Oops
Red Bee: Doesn't really matter, the broadcasters have got a backup anyway.
Ch 4: Doesn't really matter, Red Bee have got a backup anyway.
Insert the adage about the backup hasn't been tested until you restore it here.
Confusion continues to reign in the world of television, including UK national broadcaster Channel 4, weeks after a broadcast centre cockup wrought havoc upon servers. Things went horribly wrong at Red Bee Media's broadcast centre back on 25 September. Yes, that was the weekend before we ran an accidentally appropriate episode …
All the HD masters for Babylon 5 were lost in the same way. The production company thought Warner Brothers would store them, Warner Brothers through the production company would store them.
The production company had the foresight back in 1993 to see that HD and widescreen would be the norm in future, so they recorded the show in both, but in such a way to broadcast it in 4:3 such as having the main characters stand within a 4:3 square of a 16:9 shot. They didn't have the foresight however to make sure they had backups. We'll never get to see it as originally intended and shot. The DVD was a mix of what footage they had left, mixed in with recovered-from-video footage.
1/ Slightly glossed over is the fact the servers are fine but the hard drives in them died. It was generally known that the noise from gas fire suppression systems can damage hard drives, but not sure it was well known. I certainly didn't know how extensively, percentage of HDD's that would be destroyed, this can cause.
A little bit more from C4 themselves.
https://www.channel4.com/press/news/whats-happened-access-services-channel-4
2/ "Red Bee Media got the pictures and audio up and running again quickly," , yes but the key thing is here not from the primary site but from a DR site.
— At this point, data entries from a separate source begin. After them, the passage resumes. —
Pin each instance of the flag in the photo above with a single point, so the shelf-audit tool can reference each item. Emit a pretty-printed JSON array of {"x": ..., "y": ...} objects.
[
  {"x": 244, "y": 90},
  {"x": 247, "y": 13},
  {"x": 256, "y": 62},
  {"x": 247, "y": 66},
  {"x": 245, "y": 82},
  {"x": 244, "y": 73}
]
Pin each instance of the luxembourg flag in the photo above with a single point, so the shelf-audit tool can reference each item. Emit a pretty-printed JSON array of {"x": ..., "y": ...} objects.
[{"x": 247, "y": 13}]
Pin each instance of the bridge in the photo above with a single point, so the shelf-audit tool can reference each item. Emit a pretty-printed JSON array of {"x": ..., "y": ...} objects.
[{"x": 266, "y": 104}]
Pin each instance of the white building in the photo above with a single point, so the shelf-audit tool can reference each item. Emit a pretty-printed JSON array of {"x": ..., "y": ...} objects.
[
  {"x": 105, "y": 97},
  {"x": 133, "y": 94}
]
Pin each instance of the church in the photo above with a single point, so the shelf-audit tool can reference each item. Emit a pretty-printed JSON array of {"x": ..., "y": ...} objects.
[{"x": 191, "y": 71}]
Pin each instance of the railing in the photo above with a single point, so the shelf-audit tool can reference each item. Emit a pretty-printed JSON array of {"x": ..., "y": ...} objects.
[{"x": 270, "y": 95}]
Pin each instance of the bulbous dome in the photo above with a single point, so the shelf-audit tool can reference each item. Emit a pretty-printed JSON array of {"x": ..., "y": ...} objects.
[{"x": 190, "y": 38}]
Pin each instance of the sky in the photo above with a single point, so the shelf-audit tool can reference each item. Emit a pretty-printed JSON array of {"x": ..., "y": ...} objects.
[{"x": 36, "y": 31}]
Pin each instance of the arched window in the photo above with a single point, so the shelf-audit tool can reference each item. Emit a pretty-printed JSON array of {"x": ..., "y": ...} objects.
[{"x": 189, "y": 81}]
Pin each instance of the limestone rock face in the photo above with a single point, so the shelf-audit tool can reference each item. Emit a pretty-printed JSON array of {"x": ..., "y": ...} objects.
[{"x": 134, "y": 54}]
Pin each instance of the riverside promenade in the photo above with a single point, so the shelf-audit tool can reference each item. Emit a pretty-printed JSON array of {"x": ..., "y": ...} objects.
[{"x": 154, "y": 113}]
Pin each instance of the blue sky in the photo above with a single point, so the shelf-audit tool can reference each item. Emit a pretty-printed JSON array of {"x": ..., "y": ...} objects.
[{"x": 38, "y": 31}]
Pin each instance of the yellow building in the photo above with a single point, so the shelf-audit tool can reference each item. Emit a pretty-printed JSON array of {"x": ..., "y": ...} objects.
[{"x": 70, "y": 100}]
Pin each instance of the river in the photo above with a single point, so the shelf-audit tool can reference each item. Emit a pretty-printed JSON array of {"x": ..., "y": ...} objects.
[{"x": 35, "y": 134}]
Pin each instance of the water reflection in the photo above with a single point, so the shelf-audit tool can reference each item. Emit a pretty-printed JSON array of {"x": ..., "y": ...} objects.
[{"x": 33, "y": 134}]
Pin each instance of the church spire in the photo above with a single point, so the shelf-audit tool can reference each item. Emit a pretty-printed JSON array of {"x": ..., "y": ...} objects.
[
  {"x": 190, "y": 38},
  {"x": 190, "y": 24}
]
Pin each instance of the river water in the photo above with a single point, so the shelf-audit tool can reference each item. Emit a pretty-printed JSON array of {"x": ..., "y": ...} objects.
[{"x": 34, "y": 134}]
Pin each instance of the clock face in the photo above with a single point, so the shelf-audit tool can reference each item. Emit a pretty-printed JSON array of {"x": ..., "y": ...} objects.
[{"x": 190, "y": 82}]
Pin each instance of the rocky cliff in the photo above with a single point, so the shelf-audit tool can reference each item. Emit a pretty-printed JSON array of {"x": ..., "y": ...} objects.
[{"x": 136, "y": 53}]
They are all still on DR, see Channel 5 with the white and black square in the right hand corner, indicating they are *still* in DR playout. The issue is Channel 4's DR subtitle playout isn't working. I heard some concern that fixing this is dangerous whilst in DR (as they have no further DR if they break something). So changes to the Red Bee's DR being made are very limited.
"It was generally known that the noise from gas fire suppression systems can damage hard drives, but not sure it was well known."
Fairly well known to El Reg readers me thinks.
My knowledge of fire suppression systems is v outdated. Does anybody know if such a system would be equally effective if it discharged the gas slightly more slowly? Or does it need to discharge so rapidly to get high turbulence = effective mixing?
the white and black square in the right hand corner, indicating they are *still* in DR playout
Ah, thanks! I noticed this and assumed it was a signal for "more bleedin' adverts coming up", but when it stayed on all the time I guessed it wasn't. Nice to know though!
> It was generally known that the noise from gas fire suppression systems can damage hard drives, but not sure it was well known.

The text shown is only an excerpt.